|
|
White Papers | Articles | Featured Guests | Presentations | References |
by Rick Perry
16 September 2001
1. Introduction
2. VDL Format
3. String and Logic Examples
4. XOR and NOT
5. Concatenation and Offsets
6. White space
7. Absolute Offsets
8. Phone Numbers
9. Digits
10. Only Digits
11. | (Low-level Or)
12. Byte Expressions
13. Fuzzy Expressions
14. Repetition Expressions
15. Defining VDL Macros
16. Using VDL Macros
17. VDL Macro Examples
18. File Type Restriction Directives
19. File Type Restriction Examples
20. VDL Version Reporting
21. VFind --vdlc= Option
22. CVDL Syntax Summary
Copyright © August 2001 by CyberSoft, Incorporated.
Permission is granted to any individual or institution to use, copy, or redistribute this document so long as it is not sold for profit, and provided that it is reproduced whole and this copyright notice is retained.

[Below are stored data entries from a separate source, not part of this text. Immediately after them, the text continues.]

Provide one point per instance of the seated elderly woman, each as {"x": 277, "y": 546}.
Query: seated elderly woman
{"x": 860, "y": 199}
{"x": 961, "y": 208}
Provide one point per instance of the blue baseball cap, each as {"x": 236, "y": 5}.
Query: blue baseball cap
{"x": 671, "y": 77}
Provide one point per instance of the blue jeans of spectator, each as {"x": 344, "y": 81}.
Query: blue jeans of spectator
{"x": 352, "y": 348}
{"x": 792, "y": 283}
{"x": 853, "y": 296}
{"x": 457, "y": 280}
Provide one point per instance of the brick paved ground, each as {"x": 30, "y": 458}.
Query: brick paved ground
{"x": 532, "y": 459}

CVDL is the CyberSoft Virus Description Language.
It is used to define patterns for virus scanning by the VFind® Security ToolKit from CyberSoft, Incorporated.
Documentation for CVDL is available in the original 1996 paper and an update describing new features.
The presentation here is a tutorial on using CVDL to create your own patterns. It starts with some simple examples, then presents an overview of all of the CVDL operators.
** VFind Version 11.3.0 or higher is required **
The format for specifying a VDL is:
: name , definition #
The ex1 example VDL uses some strings and logic operators:
:ex1, "pets" AND "cat" OR "dog" #
Due to the higher precedence of AND as compared to OR, VDL ex1 from above is equivalent to:
:ex1, ("pets" AND "cat") OR "dog" #
which will match data that contains either: the word pets anywhere and the word cat anywhere; or the word dog anywhere.
If the intention is to match data containing the word pets anywhere, and either the word dog or the word cat anywhere, the VDL should be written like this instead:
:ex2, "pets" AND ("cat" OR "dog") #
which is equivalent to this more verbose form:
:ex2, ("pets" AND "cat") OR ("pets" AND "dog") #
XOR is the exclusive-OR operator, which by definition can be expressed using AND and OR.
For example, VDL ex3
; guns or bullets, but not both
;
:ex3, ("guns" AND NOT "bullets") OR ("bullets" AND NOT "guns") #
can be expressed more efficiently using XOR:
:ex3, "guns" XOR "bullets" # ; guns or bullets, but not both
ex3 also illustrates the use of the semicolon (;) in VDL files to create comments which extend to the end of the line.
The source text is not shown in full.